Cice=0.5 Csteam=0.46 Hv=539 Hf =80
here is my work
1100(0.5)(0+50)+80m = 100(0.46)(120-0)+540(100)
i am not getting the right answer
First look at the Right side of your equation. The steam cools from 120 to 100, not to 0. Then that 100 g of condensed steam cools to 0 C with a specific heat of 1.00. The 540*100 term is OK.
On the Left side, the entire 1100 g of ice heats up from -50 to 0C with a specific heat of 0.50, and then a mass M melts with a latent heat of fusion of 80. The left side is OK. Solve for M.
All this assumes that you are left with icewater.
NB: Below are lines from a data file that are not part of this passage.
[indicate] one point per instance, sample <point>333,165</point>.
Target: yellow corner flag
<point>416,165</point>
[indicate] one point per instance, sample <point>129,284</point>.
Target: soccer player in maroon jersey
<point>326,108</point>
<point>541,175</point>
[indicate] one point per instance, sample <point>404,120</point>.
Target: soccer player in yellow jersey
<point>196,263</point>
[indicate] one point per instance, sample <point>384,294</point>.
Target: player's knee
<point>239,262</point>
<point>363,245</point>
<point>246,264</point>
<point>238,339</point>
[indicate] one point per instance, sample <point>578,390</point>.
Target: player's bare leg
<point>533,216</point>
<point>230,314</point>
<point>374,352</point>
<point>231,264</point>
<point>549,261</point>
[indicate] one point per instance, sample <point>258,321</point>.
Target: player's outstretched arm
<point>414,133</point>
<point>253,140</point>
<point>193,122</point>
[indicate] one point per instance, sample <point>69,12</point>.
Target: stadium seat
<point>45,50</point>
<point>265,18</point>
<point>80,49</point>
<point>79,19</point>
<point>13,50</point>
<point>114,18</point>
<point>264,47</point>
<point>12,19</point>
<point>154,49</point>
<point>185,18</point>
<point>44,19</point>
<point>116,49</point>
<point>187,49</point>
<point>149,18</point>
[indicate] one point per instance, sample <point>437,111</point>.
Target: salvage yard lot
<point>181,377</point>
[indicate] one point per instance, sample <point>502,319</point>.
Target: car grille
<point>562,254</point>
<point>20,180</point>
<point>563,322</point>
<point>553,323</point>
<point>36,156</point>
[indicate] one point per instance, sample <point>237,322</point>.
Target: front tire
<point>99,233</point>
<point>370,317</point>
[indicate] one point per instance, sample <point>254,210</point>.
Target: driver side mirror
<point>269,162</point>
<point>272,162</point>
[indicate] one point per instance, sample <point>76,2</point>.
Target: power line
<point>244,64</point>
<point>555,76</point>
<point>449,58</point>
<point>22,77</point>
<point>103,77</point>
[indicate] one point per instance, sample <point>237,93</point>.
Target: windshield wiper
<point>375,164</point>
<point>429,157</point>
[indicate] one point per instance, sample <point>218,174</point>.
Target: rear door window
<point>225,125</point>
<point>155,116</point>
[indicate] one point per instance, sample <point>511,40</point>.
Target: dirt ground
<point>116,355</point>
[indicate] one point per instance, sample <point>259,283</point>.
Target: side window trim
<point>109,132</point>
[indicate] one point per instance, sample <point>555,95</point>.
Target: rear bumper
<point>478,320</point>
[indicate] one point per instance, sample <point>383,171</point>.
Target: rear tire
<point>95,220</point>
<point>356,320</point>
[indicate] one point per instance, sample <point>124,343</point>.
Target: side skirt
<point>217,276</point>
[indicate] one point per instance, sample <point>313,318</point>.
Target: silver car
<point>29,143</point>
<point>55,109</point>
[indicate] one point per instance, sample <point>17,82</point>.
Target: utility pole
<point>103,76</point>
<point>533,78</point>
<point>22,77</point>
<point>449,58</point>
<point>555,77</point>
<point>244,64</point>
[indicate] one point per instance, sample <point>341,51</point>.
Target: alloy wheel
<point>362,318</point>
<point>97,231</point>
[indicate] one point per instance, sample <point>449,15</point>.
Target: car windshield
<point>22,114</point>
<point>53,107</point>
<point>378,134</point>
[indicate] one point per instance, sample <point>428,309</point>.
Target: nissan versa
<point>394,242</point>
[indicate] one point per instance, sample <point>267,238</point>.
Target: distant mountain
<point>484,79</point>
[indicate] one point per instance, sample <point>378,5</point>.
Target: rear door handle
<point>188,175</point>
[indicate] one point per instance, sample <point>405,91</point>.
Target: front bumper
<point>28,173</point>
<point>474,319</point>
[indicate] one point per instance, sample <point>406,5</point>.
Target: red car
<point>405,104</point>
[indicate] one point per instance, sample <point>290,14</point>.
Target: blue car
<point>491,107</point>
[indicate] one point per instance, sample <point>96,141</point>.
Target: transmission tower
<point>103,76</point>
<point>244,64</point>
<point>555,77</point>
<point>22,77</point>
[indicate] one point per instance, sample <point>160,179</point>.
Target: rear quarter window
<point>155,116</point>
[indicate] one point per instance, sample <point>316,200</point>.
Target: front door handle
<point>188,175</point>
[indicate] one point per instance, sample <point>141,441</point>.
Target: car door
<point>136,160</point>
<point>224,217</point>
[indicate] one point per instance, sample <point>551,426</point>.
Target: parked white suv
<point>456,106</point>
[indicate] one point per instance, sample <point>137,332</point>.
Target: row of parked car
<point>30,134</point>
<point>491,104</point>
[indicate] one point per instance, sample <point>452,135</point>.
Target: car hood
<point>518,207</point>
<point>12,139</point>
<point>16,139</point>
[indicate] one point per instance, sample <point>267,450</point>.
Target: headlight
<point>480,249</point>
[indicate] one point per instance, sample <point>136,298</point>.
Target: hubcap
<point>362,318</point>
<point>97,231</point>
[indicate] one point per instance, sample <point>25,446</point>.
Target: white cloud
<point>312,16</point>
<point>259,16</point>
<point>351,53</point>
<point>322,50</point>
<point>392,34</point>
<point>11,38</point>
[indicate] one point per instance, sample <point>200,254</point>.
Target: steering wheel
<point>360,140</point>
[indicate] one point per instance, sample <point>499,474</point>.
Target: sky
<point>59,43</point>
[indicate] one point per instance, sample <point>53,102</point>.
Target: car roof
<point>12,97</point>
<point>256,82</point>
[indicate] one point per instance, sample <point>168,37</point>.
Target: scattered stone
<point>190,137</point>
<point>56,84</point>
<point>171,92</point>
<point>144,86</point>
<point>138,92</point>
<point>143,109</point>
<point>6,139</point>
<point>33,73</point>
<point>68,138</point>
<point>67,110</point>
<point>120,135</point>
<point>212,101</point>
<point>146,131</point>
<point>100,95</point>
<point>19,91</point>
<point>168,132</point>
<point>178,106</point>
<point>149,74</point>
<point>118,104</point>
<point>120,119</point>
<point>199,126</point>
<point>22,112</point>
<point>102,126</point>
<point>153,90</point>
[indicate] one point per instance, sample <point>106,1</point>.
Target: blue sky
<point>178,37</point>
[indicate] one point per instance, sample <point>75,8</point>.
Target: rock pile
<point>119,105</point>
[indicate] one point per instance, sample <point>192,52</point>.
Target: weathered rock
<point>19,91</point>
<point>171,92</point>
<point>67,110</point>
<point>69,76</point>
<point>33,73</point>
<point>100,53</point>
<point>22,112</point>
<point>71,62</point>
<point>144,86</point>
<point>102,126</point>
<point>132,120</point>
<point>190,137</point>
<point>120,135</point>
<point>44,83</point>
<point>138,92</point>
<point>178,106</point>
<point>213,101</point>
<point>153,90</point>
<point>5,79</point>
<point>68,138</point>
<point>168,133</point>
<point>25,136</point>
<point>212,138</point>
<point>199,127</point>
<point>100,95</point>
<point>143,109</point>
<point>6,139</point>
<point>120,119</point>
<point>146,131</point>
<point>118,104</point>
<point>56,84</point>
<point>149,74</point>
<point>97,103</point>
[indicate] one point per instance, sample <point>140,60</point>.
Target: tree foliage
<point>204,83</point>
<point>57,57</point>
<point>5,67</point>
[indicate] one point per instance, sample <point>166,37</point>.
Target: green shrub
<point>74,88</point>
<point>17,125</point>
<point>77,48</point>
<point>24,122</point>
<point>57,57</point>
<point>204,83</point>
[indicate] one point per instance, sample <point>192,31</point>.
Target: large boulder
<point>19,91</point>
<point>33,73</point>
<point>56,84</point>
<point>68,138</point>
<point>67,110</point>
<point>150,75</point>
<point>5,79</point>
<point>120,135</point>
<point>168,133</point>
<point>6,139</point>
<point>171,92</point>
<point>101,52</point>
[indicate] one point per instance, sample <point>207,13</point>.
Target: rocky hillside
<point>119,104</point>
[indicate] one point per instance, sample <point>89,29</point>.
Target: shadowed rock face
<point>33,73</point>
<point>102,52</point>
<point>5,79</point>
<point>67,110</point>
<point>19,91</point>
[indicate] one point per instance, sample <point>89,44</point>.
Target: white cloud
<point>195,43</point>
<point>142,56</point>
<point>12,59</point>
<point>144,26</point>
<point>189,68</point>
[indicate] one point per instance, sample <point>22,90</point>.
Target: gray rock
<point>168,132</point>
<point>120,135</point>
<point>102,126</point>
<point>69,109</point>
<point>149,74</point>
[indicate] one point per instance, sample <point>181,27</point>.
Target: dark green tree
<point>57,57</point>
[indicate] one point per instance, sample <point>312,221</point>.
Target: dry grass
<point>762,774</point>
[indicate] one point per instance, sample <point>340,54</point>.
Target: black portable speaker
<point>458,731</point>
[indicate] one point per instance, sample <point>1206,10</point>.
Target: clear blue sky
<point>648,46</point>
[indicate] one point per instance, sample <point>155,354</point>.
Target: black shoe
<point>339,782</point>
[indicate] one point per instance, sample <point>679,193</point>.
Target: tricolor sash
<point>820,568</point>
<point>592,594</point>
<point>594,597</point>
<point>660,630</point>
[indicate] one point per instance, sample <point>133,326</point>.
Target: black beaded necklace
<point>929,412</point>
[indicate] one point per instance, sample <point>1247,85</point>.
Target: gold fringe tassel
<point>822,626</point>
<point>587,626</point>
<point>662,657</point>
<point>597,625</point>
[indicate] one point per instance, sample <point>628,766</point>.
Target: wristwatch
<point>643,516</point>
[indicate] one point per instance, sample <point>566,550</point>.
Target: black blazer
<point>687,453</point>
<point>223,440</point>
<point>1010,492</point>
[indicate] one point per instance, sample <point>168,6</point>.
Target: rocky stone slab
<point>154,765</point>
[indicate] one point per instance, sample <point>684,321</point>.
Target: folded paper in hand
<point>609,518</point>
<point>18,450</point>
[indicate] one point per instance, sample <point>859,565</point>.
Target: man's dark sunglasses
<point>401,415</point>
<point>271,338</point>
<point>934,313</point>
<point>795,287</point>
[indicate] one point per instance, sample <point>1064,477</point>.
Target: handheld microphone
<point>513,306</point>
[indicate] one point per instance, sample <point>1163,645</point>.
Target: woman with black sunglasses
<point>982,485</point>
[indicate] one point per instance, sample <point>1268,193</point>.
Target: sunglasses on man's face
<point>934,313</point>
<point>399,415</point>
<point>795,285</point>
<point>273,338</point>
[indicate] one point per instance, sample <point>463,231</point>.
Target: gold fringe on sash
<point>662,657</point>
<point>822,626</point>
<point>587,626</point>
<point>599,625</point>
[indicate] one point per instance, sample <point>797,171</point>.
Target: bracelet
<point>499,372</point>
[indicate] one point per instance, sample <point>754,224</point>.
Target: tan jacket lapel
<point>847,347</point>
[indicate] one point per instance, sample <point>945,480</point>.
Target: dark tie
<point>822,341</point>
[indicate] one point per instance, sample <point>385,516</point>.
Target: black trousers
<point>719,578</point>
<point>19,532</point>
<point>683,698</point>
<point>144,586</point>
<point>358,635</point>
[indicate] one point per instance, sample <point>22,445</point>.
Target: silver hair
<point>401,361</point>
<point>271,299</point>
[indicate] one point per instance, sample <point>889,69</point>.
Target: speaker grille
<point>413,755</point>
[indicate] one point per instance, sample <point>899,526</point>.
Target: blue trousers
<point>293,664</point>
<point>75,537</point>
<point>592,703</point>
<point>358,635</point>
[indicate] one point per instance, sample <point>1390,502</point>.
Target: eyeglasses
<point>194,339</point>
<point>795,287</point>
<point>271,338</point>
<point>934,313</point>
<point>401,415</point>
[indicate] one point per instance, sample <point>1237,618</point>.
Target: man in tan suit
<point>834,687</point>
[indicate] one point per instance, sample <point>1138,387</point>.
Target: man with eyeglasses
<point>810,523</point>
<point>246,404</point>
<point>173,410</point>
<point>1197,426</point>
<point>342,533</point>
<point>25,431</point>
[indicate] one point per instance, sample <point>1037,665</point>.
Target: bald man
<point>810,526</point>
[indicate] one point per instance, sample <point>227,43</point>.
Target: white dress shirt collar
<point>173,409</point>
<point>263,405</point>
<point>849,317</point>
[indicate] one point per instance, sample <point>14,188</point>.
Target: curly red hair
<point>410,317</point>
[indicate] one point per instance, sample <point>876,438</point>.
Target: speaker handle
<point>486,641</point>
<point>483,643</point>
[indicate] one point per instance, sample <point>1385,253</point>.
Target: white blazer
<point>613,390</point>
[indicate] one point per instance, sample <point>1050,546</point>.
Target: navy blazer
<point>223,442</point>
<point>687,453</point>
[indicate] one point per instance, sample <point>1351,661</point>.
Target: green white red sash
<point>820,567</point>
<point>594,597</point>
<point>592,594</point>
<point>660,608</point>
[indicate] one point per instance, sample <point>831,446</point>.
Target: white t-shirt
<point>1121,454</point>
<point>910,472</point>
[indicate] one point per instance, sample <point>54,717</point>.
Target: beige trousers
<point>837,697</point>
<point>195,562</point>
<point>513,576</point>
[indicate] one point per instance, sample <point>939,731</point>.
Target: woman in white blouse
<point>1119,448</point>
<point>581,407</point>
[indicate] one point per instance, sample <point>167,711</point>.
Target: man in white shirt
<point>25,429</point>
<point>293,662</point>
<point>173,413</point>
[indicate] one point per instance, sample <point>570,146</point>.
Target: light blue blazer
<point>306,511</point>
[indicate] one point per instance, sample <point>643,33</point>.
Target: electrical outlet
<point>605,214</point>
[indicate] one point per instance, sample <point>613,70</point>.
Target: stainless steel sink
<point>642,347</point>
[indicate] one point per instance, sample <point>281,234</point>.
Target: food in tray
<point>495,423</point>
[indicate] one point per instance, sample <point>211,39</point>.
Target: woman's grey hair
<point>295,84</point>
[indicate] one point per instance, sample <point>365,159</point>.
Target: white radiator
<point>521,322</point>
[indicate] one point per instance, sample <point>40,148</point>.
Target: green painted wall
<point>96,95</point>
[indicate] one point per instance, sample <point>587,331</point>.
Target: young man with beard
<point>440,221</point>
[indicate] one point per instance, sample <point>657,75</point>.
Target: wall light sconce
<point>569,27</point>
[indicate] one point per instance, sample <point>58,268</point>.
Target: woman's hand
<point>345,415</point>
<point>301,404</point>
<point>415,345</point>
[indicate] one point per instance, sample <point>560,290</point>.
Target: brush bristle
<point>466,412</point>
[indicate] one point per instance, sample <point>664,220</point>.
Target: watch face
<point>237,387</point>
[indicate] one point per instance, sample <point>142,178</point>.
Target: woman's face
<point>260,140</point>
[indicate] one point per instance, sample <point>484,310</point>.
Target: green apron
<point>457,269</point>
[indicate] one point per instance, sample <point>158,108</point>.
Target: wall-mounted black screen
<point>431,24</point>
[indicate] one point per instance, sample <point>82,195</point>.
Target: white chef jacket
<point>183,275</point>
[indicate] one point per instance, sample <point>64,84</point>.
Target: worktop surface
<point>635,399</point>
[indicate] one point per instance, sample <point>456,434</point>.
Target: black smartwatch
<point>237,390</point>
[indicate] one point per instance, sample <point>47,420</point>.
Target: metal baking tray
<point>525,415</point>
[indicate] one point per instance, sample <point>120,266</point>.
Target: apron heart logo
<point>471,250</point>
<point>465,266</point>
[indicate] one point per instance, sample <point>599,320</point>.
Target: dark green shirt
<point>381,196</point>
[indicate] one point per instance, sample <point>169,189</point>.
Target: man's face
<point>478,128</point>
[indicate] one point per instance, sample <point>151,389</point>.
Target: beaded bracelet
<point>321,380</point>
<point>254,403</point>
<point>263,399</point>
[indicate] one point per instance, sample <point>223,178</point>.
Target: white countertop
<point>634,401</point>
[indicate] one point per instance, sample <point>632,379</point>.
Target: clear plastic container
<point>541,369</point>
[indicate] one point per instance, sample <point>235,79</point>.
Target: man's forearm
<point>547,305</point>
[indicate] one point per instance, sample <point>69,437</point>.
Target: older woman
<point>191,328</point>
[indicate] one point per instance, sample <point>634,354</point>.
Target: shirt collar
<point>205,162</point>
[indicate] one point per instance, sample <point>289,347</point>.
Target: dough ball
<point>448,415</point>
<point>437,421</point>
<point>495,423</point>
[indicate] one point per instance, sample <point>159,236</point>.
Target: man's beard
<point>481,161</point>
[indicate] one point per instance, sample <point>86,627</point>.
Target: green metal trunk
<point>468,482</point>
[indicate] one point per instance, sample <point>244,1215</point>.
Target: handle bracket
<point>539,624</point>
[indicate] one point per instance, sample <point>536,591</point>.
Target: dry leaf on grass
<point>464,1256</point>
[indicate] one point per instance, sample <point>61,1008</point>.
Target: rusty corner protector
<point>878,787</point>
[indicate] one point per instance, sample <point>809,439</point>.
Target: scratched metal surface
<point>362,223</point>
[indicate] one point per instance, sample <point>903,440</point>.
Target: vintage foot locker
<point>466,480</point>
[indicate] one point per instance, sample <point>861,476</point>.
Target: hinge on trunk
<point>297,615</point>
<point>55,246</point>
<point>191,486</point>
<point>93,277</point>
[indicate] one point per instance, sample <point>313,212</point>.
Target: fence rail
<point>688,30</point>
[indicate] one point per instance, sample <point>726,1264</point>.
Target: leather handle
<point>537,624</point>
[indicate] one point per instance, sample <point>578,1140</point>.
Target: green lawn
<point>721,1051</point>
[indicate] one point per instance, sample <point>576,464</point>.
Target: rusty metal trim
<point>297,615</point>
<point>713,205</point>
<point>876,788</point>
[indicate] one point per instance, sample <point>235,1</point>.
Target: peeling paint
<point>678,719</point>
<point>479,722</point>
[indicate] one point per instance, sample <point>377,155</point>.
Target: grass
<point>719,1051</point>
If m turns out negative, or greater than 1100g, all of the ice may have melted, or remained below 0 C. In that case, you will have to rewrite the equation for that possibility.
44554
To find out how much ice melts, we need to calculate the heat transferred from the steam to the ice until they reach a common final temperature of 0°C.
Let's break down the calculation step by step:
1. Calculate the heat gained by the ice to reach 0°C:
heat gained by ice = mass of ice (m) * specific heat capacity of ice (Cice) * change in temperature
= 1100g * 0.5 * (0°C - (-50°C))
= 1100g * 0.5 * 50°C
= 27,500 calories (cal)
2. Calculate the heat lost by the steam to reach 0°C:
heat lost by steam = mass of steam (m) * specific heat capacity of steam (Csteam) * change in temperature
= 100g * 0.46 * (120°C - 0°C)
= 100g * 0.46 * 120°C
= 5,520 calories (cal)
3. Calculate the heat released by the steam during condensation:
heat released by steam = mass of steam (m) * latent heat of vaporization (Hv)
= 100g * 539 cal/g
= 53,900 calories (cal)
4. Calculate the heat absorbed by the melted ice during the phase change:
heat absorbed by melted ice = mass of melted ice (m) * latent heat of fusion (Hf)
= m * 80 cal/g
Since the final temperature is 0°C, the heat gained by the ice equals the sum of the heat lost by the steam and the heat released during condensation.
Now, let's form the equation:
27,500 + m * 80 = 5,520 + 53,900
Simplifying the equation:
27,500 + 80m = 59,420
Finally, solve for 'm' – the mass of melted ice:
80m = 59,420 - 27,500
m = (59,420 - 27,500) / 80
m ≈ 344 grams
Therefore, approximately 344 grams of ice melts when 1100 grams of ice at -50°C is mixed with 100 grams of steam at 120°C, and the final temperature is 0°C.